Türk Medeni Kanunu’nda boşanma sebepleri özel ve genel olarak ayrılmıştır. Özel boşanma sebepleri, zina, hayata kast, pek kötü veya onur kırıcı davranış, suç işleme ve haysiyetsiz hayat sürme, terk ve akıl hastalığı olarak sayılmışken, evlilik birliğinin temelinden sarsılması genel boşanma sebebidir. Özel boşanma sebepleri ile ilgili makalemizi okumak için tıklayınız.
Türk Medeni Kanunu m. 166/1'e göre "Evlilik birliği, ortak hayatı sürdürmeleri kendilerinden beklenmeyecek derecede temelinden sarsılmış olursa, eşlerden her biri boşanma davası açabilir." Eşler arasında şiddetli geçimsizliğin bulunması, evlilik birliğinin sürdürülmesinin beklenmemesi halinde, eşlerden her biri, evlilik birliğinin temelinden sarsılması nedeniyle boşanma davası açabilir.
EVLİLİK BİRLİĞİNİN TEMELİNDEN SARSILMASI
Türk Medeni Kanunu Madde 166 uyarınca; boşanma kararı verilebilmesi için boşanma davasına sebep olan olayın evlilik birliğini temelden sarsmış olması ilk şarttır.

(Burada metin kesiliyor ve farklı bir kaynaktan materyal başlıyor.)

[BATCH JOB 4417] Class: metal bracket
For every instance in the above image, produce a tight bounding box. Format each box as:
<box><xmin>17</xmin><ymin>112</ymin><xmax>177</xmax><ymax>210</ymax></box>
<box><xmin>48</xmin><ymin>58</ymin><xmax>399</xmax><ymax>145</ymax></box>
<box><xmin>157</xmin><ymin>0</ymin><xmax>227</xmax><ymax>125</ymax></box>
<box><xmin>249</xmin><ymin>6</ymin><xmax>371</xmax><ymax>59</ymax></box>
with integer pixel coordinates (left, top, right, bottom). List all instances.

Her evlilik, birbirinden farklı olduğundan, kanunda temelden sarsılma nedenleri sayılmamış, hakimin takdirine bırakılmıştır. Hakim, somut olaya göre eşlerin ve çocukların menfaatini gözeterek, davaya sebep olayın evliliğin temelini sarsacak bir olay olup olmadığını takdir eder.
Geçimsizlik, ilgisizlik, sebepsiz yere cinsel ilişkiden kaçınma, kişilik uyuşmazlığı nedeniyle tartışma, hakaret, güven kırıcı davranışlar gibi sebepler genel boşanma sebebi olarak sayılabilir. Bu tür davranışlara dayanılarak evlilik birliğinin temelinden sarsılması nedeniyle boşanma davası açılabilir. Bu genel boşanma nedeni mutlak boşanma nedeni değildir. Hakim bu davranışların varlığı halinde mutlaka boşanmaya karar vermez. Durumun niteliklerine göre takdir yetkisini kullanır. Davacı eş, ortak hayatın devamının kendilerinden beklenmeyeceğini ispatlamak zorundadır. Hakim, evlilik birliğinin korunmasında bir yarar görmezse boşanmaya karar verir.
ORTAK HAYATIN ÇEKİLMEZ HALE GELMESİ
Boşanmaya karar verilebilmesi için gerekli ikinci şart, eşlerden en az biri için ortak hayatın çekilmez hale gelmesidir. Ortak hayatın sürdürülmesi kendilerinden beklenmeyecek bir durumun varlığı aranır.
Evlilik birliğinin temelinden sarsılması nedeniyle boşanma davası açmak için kusur şartı aranmaz. Her iki eş de kusursuz olsa dahi dava açılabilir. Ancak davacı daha fazla kusurlu ise, davalı eş itiraz ederek davanın sonucuna etki edebilir.